Time Period3 Months [change]
DirectionMoves Together 
StrengthSignificant
Accuracy100.0%
ValuesDaily Returns

Asian Alliance International  vs.  The Erawan Group

 Performance 
       Timeline  
Asian Alliance Inter 

Risk-Adjusted Performance

Very Weak

 
Weak
 
Strong
Over the last 90 days Asian Alliance International has generated negative risk-adjusted returns adding no value to investors with long positions. Despite latest conflicting performance, the Stock's forward indicators remain persistent and the latest mess on Wall Street may also be a sign of long-standing gains for the company institutional investors.
Erawan Group 

Risk-Adjusted Performance

Very Weak

 
Weak
 
Strong
Over the last 90 days The Erawan Group has generated negative risk-adjusted returns adding no value to investors with long positions. Despite weak performance in the last few months, the Stock's basic indicators remain quite persistent which may send shares a bit higher in April 2025. The latest mess may also be a sign of long-standing up-swing for the company institutional investors.

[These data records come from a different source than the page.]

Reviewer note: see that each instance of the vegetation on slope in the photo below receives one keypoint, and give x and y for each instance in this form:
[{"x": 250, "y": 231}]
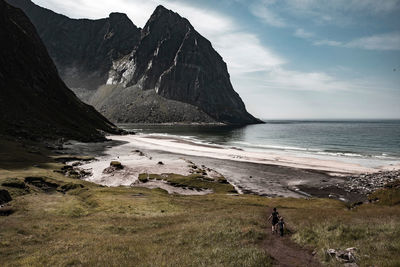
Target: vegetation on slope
[{"x": 62, "y": 221}]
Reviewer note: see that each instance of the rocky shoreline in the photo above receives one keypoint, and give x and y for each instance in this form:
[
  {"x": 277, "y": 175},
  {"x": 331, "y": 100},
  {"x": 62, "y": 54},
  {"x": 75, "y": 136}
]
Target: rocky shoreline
[{"x": 368, "y": 183}]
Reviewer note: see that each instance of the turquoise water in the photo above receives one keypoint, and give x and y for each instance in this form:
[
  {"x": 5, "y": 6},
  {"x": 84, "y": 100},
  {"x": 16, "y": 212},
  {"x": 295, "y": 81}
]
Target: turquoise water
[{"x": 369, "y": 142}]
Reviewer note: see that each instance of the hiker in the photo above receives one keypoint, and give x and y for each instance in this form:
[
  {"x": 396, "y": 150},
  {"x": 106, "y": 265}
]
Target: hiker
[
  {"x": 281, "y": 225},
  {"x": 275, "y": 219}
]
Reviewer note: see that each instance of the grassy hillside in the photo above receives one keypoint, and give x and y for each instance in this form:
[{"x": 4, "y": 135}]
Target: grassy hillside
[{"x": 67, "y": 222}]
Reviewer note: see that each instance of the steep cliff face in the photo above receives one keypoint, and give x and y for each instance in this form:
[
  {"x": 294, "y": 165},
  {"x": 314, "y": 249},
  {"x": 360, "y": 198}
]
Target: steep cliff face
[
  {"x": 173, "y": 59},
  {"x": 34, "y": 101},
  {"x": 168, "y": 56},
  {"x": 82, "y": 49}
]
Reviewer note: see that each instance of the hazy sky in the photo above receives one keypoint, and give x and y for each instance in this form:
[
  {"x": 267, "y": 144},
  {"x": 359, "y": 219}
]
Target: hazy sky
[{"x": 290, "y": 58}]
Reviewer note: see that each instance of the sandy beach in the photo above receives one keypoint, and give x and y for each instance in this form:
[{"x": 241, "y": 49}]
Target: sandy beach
[{"x": 266, "y": 174}]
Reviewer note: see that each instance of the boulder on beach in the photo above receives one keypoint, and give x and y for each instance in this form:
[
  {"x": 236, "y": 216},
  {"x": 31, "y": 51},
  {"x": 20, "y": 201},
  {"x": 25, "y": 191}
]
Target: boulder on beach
[{"x": 114, "y": 166}]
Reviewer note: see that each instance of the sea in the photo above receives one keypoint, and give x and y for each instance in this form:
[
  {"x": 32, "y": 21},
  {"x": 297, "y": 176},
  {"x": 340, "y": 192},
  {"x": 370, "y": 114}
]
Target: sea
[{"x": 370, "y": 143}]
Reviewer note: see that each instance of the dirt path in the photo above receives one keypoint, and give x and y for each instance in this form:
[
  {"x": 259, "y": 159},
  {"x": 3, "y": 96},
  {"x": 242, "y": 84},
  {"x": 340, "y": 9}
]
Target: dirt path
[{"x": 287, "y": 253}]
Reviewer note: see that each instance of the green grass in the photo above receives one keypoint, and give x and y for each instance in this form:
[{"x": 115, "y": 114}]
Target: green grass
[
  {"x": 192, "y": 181},
  {"x": 94, "y": 225}
]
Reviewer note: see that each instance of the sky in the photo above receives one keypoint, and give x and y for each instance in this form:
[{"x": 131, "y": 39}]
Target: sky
[{"x": 290, "y": 59}]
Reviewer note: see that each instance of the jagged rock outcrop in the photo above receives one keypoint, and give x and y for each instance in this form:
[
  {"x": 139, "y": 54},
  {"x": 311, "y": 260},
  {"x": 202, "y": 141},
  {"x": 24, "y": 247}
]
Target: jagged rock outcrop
[
  {"x": 179, "y": 64},
  {"x": 82, "y": 49},
  {"x": 168, "y": 56},
  {"x": 34, "y": 101}
]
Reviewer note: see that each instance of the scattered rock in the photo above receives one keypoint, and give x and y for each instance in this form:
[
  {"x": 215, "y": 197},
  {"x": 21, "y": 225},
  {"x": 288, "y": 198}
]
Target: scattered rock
[
  {"x": 116, "y": 164},
  {"x": 15, "y": 183},
  {"x": 70, "y": 186},
  {"x": 370, "y": 182},
  {"x": 143, "y": 177},
  {"x": 4, "y": 196},
  {"x": 346, "y": 256}
]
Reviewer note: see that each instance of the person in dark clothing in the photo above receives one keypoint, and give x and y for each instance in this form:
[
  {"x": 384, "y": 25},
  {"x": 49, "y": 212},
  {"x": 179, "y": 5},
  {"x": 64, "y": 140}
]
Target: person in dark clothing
[
  {"x": 281, "y": 226},
  {"x": 275, "y": 219}
]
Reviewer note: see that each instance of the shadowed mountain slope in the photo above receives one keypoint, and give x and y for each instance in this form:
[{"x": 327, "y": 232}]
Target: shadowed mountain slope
[{"x": 34, "y": 101}]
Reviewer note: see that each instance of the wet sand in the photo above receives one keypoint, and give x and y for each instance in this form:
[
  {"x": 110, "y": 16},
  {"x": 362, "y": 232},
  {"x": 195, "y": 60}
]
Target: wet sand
[{"x": 264, "y": 174}]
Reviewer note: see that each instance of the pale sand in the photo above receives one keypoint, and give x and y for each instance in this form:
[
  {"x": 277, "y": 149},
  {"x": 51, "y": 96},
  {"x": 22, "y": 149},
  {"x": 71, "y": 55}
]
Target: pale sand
[
  {"x": 267, "y": 174},
  {"x": 174, "y": 145}
]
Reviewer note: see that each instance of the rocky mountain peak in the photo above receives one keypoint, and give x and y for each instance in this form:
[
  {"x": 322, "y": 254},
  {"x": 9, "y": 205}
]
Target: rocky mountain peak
[
  {"x": 168, "y": 59},
  {"x": 34, "y": 101}
]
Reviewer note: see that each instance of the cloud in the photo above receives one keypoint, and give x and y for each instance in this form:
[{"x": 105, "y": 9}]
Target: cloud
[
  {"x": 386, "y": 41},
  {"x": 280, "y": 78},
  {"x": 301, "y": 33},
  {"x": 262, "y": 11},
  {"x": 339, "y": 12},
  {"x": 328, "y": 42},
  {"x": 242, "y": 51}
]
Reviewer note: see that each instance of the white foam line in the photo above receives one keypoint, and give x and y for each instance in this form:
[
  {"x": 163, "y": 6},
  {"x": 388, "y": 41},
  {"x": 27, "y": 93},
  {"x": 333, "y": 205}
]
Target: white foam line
[{"x": 174, "y": 145}]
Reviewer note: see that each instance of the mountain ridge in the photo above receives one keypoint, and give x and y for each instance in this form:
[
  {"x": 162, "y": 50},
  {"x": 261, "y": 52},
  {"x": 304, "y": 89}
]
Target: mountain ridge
[
  {"x": 34, "y": 101},
  {"x": 168, "y": 56}
]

Asian Alliance and Erawan Volatility Contrast

   Predicted Return Density   
       Returns  

Pair Trading with Asian Alliance and Erawan

The main advantage of trading using opposite Asian Alliance and Erawan positions is that it hedges away some unsystematic risk. Because of two separate transactions, even if Asian Alliance position performs unexpectedly, Erawan can make up some of the losses. Pair trading also minimizes risk from directional movements in the market. For example, if an entire industry or sector drops because of unexpected headlines, the short position in Erawan will offset losses from the drop in Erawan's long position.
The idea behind Asian Alliance International and The Erawan Group pairs trading is to make the combined position market-neutral, meaning the overall market's direction will not affect its win or loss (or potential downside or upside). This can be achieved by designing a pairs trade with two highly correlated stocks or equities that operate in a similar space or sector, making it possible to obtain profits through simple and relatively low-risk investment.
Check out your portfolio center.
Note that this page's information should be used as a complementary analysis to find the right mix of equity instruments to add to your existing portfolios or create a brand new portfolio. You can also try the Portfolio Suggestion module to get suggestions outside of your existing asset allocation including your own model portfolios.